Despite the risk that this advance poses for the current mass of workers in Spain, the report focuses on the benefits that this new technology will have in the long term. “Although this result makes us more vulnerable, since AI could replace a good part of the tasks performed by many workers in the short term, in the medium term it could turn into productivity gains.”

AFI analysts believe that artificial intelligence poses a challenge for optimizing professional performance “because it allows hours of more routine work to be freed up for other tasks in which AI has not yet been fully deployed” .

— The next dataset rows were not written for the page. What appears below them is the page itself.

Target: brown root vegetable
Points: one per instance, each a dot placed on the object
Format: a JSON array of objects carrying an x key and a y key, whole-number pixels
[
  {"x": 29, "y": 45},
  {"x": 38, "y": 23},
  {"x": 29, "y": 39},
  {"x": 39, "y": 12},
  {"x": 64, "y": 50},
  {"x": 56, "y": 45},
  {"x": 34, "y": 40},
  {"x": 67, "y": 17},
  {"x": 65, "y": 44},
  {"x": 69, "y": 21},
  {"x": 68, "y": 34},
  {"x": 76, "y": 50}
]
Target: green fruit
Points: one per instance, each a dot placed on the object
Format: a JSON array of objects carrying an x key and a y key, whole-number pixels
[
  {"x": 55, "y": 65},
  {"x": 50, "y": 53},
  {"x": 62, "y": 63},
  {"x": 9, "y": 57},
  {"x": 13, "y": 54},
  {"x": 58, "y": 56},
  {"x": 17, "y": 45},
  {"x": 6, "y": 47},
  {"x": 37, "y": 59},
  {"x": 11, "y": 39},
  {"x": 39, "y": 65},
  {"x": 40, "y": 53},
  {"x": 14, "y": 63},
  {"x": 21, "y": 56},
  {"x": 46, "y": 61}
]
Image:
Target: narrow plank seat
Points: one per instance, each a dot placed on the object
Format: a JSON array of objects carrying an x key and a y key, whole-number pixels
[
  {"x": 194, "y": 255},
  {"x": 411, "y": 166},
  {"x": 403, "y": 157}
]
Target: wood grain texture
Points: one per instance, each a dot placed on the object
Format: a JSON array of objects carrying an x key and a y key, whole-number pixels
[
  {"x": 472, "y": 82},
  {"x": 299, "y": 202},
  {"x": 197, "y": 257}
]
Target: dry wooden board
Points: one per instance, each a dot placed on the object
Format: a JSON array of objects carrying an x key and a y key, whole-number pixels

Beyond the qualitative evaluations, the quantitative ones also ratify this thesis. “Taking 2019 as a reference, the year before the pandemic, the occupations most exposed to AI were the ones that strengthened the most during the most complicated moments of covid”.

In the same way, during 2023 the important rate of job creation that the Spanish economy maintained “was based, above all, in the occupations most exposed to AI”. Obviously, the branches of activity in the service sector are those that present a greater degree of exposure to AI and not so much the other large employment-generating sectors such as construction, industry or the primary sector.

The most important challenge due to its imminence is faced by professionals in financial services, those in programming and information technology services, and also workers in legal and accounting services, activities that together represent 6.5% of the total in 2023.

In line with the profile of the professions affected, the territorial distribution of the impact is located in the areas of the country with a greater weight of these services in their GDP.

In 2023 the Community of Madrid, Catalonia, the Basque Country together with Navarra and Cantabria were the only autonomous communities with a higher percentage of occupations exposed to AI than the Spanish average.

Every day, more and more companies are aware of this revolution and dedicate a significant part of their activity to AI. Another report made public yesterday, by Minsait, which under the title AI: x-ray of a revolution in progress, assures that digitization has become a common practice in companies in the consumer and trade sectors. And that is precisely where artificial intelligence has been gaining ground since it experienced its first boom in mid-2022.

The report reflects that marketing and sales areas are leading the integration of AI in companies, and are fostering a culture of reinvention and transformation within the sector. With regard to the motivations for adoption, 77% of respondents highlight the improvement of efficiency and the optimization of internal processes, among which inventory management and supply (58%), production and product manufacturing (47%), or improving store efficiency and customer experience.

What is not yet clear is the effect this new technology will have on the energy transition. The Institute of Engineering of Spain (IIE) calculated a few months ago that a search in ChatGPT (one of the most popular AI engines) consumes three times more energy than in the Google search engine.